As noted in part one of this series, prohibitively expensive insurance disincentivizes building and investing in high-risk, flood-prone areas (recall specifically the discussion of the “moral hazard“). By making insurance “affordable” in these high risk areas, NFIP has actually contributed to the concentration of people and capital in flood-prone areas. And, as noted before, there is now a substantial population of people who benefit from the status quo, and who will likely resist any changes to those policy structures from which they benefit. Moreover, even if some minor changes (such as elimination of subsidies) succeed, there is still the fact that large populations and in places, whole communities, now reside in places that they simply should not. In the event of a major catastrophe, such as Hurricane Katrina or the Floods of 1993, income from premiums will be insufficient to cover the losses in these areas developed due to the existence of NFIP. All of this is to say that “affordable” insurance is not an appropriate goal for flood disaster mitigation. Emphasis should be on improving floodplain management, developing resilient structure, moving high concentrations of people and capital out of flood-prone areas, and teaching adaptive practices in those areas that can be used when there is no flood (i.e. farmland, etc.). To be clear, I am not advocating wholesale evacuation of all alluvial plains, but rather smarter policy emphasizing wise use, and operating on market principles (that is, free of market distortions such as subsidies). Unfortunately, it will likely prove very difficult, and very costly, to undo half a century development spurred by bad policy.

Unfortunately – but unsurprisingly – key members of the House and Senate agreed on October 9th, 2013 to delay many of the reforms to NFIP put in motion by Biggert-Waters. Maxine Waters (D-CA), ranking member of the House Financial Services Committee and one of the chief architects of Biggert-Waters, said that the delay is intended to assure that the “changes are implemented affordably” (Insurance Journal online).

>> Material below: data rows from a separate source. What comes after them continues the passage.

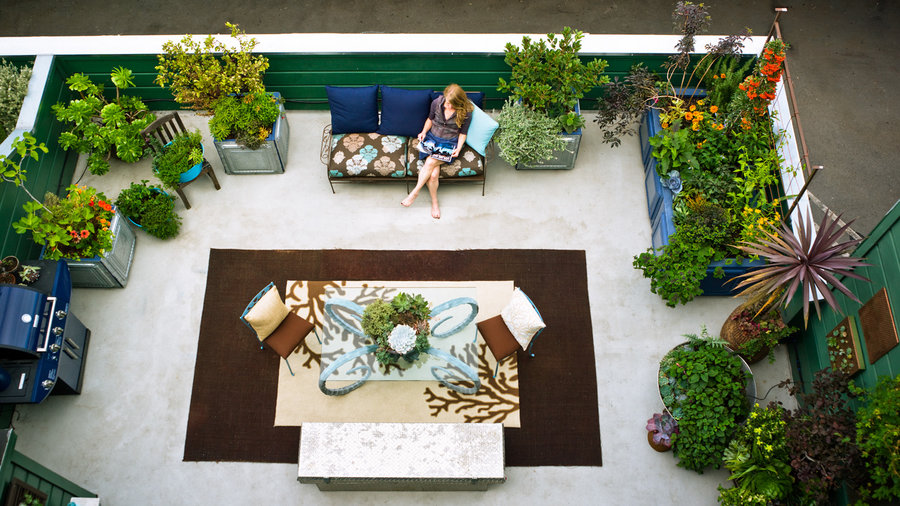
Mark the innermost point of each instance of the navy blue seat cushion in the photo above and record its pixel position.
(403, 112)
(353, 110)
(477, 97)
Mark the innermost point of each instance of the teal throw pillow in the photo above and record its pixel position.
(481, 129)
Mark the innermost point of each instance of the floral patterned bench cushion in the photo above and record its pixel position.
(368, 154)
(469, 163)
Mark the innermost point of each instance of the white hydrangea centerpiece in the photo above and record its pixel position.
(402, 339)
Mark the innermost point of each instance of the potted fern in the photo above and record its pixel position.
(549, 77)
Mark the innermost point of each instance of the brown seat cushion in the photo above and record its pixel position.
(498, 337)
(292, 331)
(468, 163)
(370, 154)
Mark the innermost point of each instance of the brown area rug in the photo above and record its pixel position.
(232, 407)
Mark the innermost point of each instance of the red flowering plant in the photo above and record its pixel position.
(73, 227)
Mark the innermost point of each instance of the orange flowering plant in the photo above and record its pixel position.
(73, 227)
(759, 88)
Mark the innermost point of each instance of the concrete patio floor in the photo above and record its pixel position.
(123, 437)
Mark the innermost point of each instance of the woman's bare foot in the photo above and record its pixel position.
(409, 200)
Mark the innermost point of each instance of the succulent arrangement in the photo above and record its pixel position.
(400, 328)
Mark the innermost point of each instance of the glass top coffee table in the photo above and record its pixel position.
(349, 356)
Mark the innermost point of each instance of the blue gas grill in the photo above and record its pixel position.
(42, 345)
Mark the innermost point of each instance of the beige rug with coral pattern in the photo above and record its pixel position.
(300, 400)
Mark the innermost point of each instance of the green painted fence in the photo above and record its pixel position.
(52, 173)
(301, 79)
(59, 490)
(809, 351)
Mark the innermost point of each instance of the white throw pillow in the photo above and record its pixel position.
(267, 314)
(522, 318)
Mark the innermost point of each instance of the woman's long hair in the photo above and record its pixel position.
(459, 101)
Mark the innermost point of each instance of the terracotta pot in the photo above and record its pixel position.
(660, 447)
(736, 338)
(9, 264)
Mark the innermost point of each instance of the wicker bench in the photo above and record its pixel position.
(377, 158)
(401, 456)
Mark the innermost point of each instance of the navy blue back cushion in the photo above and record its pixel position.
(477, 97)
(403, 112)
(353, 110)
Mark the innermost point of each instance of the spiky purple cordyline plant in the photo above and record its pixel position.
(802, 262)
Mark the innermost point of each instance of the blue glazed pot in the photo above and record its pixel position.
(154, 190)
(193, 172)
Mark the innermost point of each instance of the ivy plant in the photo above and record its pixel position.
(102, 128)
(713, 386)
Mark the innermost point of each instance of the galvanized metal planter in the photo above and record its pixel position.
(270, 158)
(563, 159)
(112, 269)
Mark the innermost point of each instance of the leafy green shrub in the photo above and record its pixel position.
(526, 136)
(100, 127)
(758, 459)
(174, 159)
(248, 119)
(199, 74)
(13, 88)
(711, 400)
(548, 75)
(151, 208)
(878, 437)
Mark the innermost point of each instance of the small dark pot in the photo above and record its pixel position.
(660, 447)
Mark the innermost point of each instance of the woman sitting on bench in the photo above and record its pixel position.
(441, 140)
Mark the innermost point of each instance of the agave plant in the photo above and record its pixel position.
(801, 261)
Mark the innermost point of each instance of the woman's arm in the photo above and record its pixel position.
(459, 145)
(425, 129)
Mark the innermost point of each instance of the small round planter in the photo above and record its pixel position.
(660, 447)
(736, 339)
(154, 190)
(749, 388)
(192, 173)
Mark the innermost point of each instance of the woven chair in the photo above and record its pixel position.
(161, 132)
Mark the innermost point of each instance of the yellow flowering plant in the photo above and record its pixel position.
(758, 459)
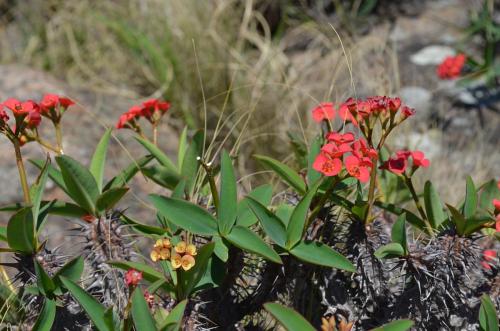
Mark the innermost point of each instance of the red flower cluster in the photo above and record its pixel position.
(152, 110)
(334, 154)
(133, 277)
(451, 67)
(399, 163)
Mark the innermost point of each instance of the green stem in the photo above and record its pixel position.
(420, 209)
(22, 171)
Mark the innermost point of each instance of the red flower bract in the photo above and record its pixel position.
(324, 111)
(133, 277)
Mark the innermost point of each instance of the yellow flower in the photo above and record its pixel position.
(191, 249)
(176, 261)
(187, 262)
(180, 247)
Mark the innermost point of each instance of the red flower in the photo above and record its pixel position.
(340, 138)
(357, 169)
(451, 67)
(133, 277)
(419, 159)
(324, 111)
(327, 166)
(489, 255)
(396, 165)
(19, 108)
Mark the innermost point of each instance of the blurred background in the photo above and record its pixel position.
(259, 67)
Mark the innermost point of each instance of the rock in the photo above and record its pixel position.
(432, 55)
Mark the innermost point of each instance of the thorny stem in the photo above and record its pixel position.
(22, 171)
(211, 181)
(57, 126)
(420, 209)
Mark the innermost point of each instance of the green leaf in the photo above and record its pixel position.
(54, 174)
(272, 225)
(470, 204)
(247, 240)
(228, 195)
(162, 176)
(191, 278)
(79, 182)
(313, 175)
(141, 315)
(99, 159)
(297, 223)
(47, 315)
(289, 318)
(158, 154)
(45, 284)
(92, 307)
(174, 318)
(318, 253)
(458, 219)
(389, 251)
(185, 215)
(20, 233)
(399, 325)
(262, 194)
(182, 148)
(110, 198)
(36, 190)
(433, 206)
(190, 163)
(287, 174)
(148, 273)
(488, 318)
(128, 173)
(398, 233)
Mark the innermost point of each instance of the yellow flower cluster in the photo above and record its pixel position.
(182, 255)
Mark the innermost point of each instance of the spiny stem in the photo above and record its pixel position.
(420, 209)
(22, 171)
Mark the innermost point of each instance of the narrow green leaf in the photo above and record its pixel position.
(297, 223)
(289, 318)
(389, 251)
(181, 150)
(108, 199)
(247, 240)
(287, 174)
(79, 182)
(313, 175)
(36, 190)
(398, 233)
(228, 195)
(262, 194)
(99, 159)
(47, 315)
(148, 273)
(158, 154)
(174, 318)
(458, 219)
(488, 318)
(190, 163)
(318, 253)
(185, 215)
(92, 307)
(272, 225)
(20, 235)
(128, 173)
(141, 315)
(433, 206)
(470, 204)
(399, 325)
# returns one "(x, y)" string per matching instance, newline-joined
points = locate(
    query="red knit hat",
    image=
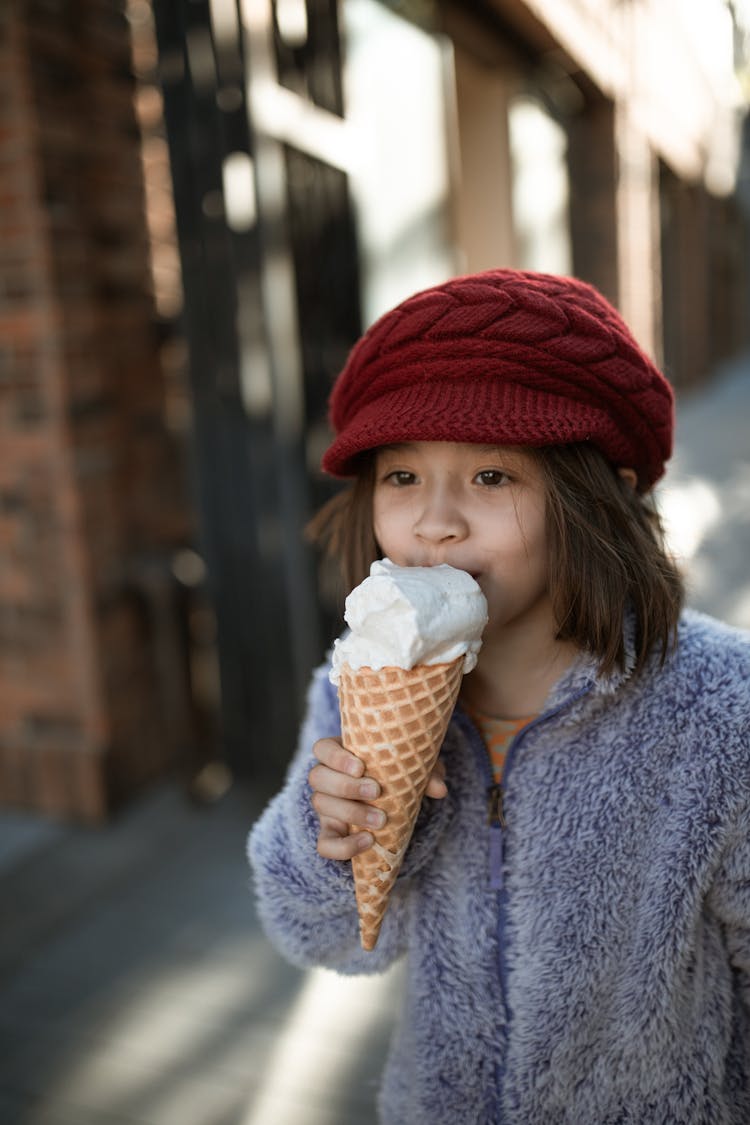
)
(504, 358)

Lawmakers including Waters, Mary Landrieu (D-LA), Johnny Isakson (R-GA), Robert Menendez (D-NJ), Jeff Merkley (D-OR), Thad Cochran (R-MS), and Heidi Heitkamp (D-ND) have argued that the changes to NFIP brought on by Biggert-Waters has caused “harm” and “heartache” to Americans. They note that premiums are rising, which is hurting family budgets, and importantly, they claim that the changes are affecting home sales and property values. Thus, the delay measure postpones the promised (and necessary) phase-out of subsidies and reinstates the “grandfather clause.” In other words, this delay measure effectively un-does the vast-majority of the good that Biggert-Waters promised to do. In short, NFIP needs major reform – but those reforms are likely not even possible until we begin to address the real underlying causes of our present flood problems, and stop merely treating the symptoms.

King, Rawle O. 2009. “National Flood Insurance Program: Background, Challenges, and Financial Status.” Congressional Research Service Report R40650.

Michel-Kerjan, Erwann O. 2010. “Catastrophe Economics: The National Flood Insurance Program.” Journal of Economic Perspectives 24(4): 165-186.